Cabe ao STF julgar excessos da CPI nas quebras de sigilo, dizem juristas

CPI da Covid retoma os trabalhos nesta terça-feira (3) com dezenas de pedidos de quebra de sigilo de investigados na fila de votação.| Foto: Edison Rodrigues/Agência Senado

As quebras de sigilos bancário, fiscal, telefônico e telemático de investigados pela CPI da Covid vêm causando controvérsia por causa de abusos cometidos por senadores membros da comissão. Como no caso dos requerimentos apresentados que pretendem quebrar os sigilos bancários de donos de sites, de uma produtora de documentários e de um veículo oficial de imprensa: a rádio Jovem Pan.

A alegação dos senadores é de que esses canais, incluindo a rádio, disseminaram informações falsas no âmbito da pandemia. Contudo, chama a atenção a falta de fundamentação no pedido: a justificativa é genérica e replicada de pedidos anteriores, direcionados anteriormente a assessores e ex-assessores do presidente Jair Bolsonaro e de seus filhos.

Frases que só se aplicam a indivíduos são usadas no requerimento para descrever empresas como a Jovem Pan e a Brasil Paralelo, com informações equivocadas, como “a pessoa contra quem se busca a quebra e a transferência de sigilo é (ou foi) assessora especial do Poder Executivo”.

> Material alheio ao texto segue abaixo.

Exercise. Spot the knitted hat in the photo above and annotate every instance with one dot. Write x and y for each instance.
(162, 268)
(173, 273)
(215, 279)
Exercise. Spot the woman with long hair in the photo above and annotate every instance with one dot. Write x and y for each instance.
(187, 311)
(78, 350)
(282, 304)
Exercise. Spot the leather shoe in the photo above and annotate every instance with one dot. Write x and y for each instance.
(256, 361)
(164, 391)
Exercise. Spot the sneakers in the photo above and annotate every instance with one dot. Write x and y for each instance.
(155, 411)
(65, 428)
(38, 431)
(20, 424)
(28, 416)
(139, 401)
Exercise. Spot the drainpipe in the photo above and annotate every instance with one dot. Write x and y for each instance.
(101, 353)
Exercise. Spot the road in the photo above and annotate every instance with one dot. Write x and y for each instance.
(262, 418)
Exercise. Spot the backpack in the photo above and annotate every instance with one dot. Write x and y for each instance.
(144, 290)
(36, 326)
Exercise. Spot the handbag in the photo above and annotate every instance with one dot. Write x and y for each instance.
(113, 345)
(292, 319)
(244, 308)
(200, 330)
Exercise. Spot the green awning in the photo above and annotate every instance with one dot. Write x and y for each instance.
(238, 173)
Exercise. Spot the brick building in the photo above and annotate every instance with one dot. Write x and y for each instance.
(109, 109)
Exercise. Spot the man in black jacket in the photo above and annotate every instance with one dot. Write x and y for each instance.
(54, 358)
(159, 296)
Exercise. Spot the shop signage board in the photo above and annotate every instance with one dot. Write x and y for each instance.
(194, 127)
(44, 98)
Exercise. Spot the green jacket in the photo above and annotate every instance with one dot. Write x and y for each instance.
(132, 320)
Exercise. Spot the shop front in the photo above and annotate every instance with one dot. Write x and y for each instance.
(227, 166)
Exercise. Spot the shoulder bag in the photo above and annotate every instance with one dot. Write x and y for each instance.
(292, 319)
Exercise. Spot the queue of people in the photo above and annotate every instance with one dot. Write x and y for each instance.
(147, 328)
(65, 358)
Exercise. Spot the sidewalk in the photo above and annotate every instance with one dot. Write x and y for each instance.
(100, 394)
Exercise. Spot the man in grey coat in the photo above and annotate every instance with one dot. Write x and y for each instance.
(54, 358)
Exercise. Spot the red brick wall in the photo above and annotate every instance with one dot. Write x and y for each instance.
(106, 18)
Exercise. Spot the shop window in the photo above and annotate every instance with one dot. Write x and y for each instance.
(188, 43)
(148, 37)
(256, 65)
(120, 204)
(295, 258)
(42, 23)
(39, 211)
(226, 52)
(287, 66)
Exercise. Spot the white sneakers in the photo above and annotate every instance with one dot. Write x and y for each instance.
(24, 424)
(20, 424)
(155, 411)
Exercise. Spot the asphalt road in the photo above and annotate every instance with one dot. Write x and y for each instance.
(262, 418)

Já os requerimentos que abrangem Allan dos Santos (Terça Livre), Paulo Enéas (Crítica Nacional) Raul Nascimento (Conexão Política), José Pinheiro Tolentino Filho (Jornal da Cidade), Tarsis de Sousa Gomes (Renova Mídia) e as produtoras Brasil Paralelo e Farol Produções Artísticas (Senso Incomum) têm trechos idênticos, com incorreções nas suas justificativas.

O relator da CPI da Covid, senador Renan Calheiros (MDB-AL), e o senador Humberto Costa (PT-PE) são os autores da maioria desses requerimentos de quebras de sigilo. Costa juntamente com os senadores Alessandro Vieira (Cidadania-SE) e Rogério Carvalho (PT-SE) foram os responsáveis por analisarem toda documentação relacionada à propagação de fake news durante o recesso parlamentar. Neste período, os integrantes da CPI se dividiram em grupos temáticos para análise de documentos.

A comissão volta a se reunir nesta terça-feira (3) após o fim do recesso parlamentar e deve começar justamente pela votação desses requerimentos, entre outros. Os senadores iriam se reunir na noite desta segunda-feira (2) para definir quais requerimentos serão colocados em votação ou não. No final de semana, Calheiros admitiu a aliados, por exemplo, ter dúvidas sobre a quebra de sigilo da rádio Jovem Pan.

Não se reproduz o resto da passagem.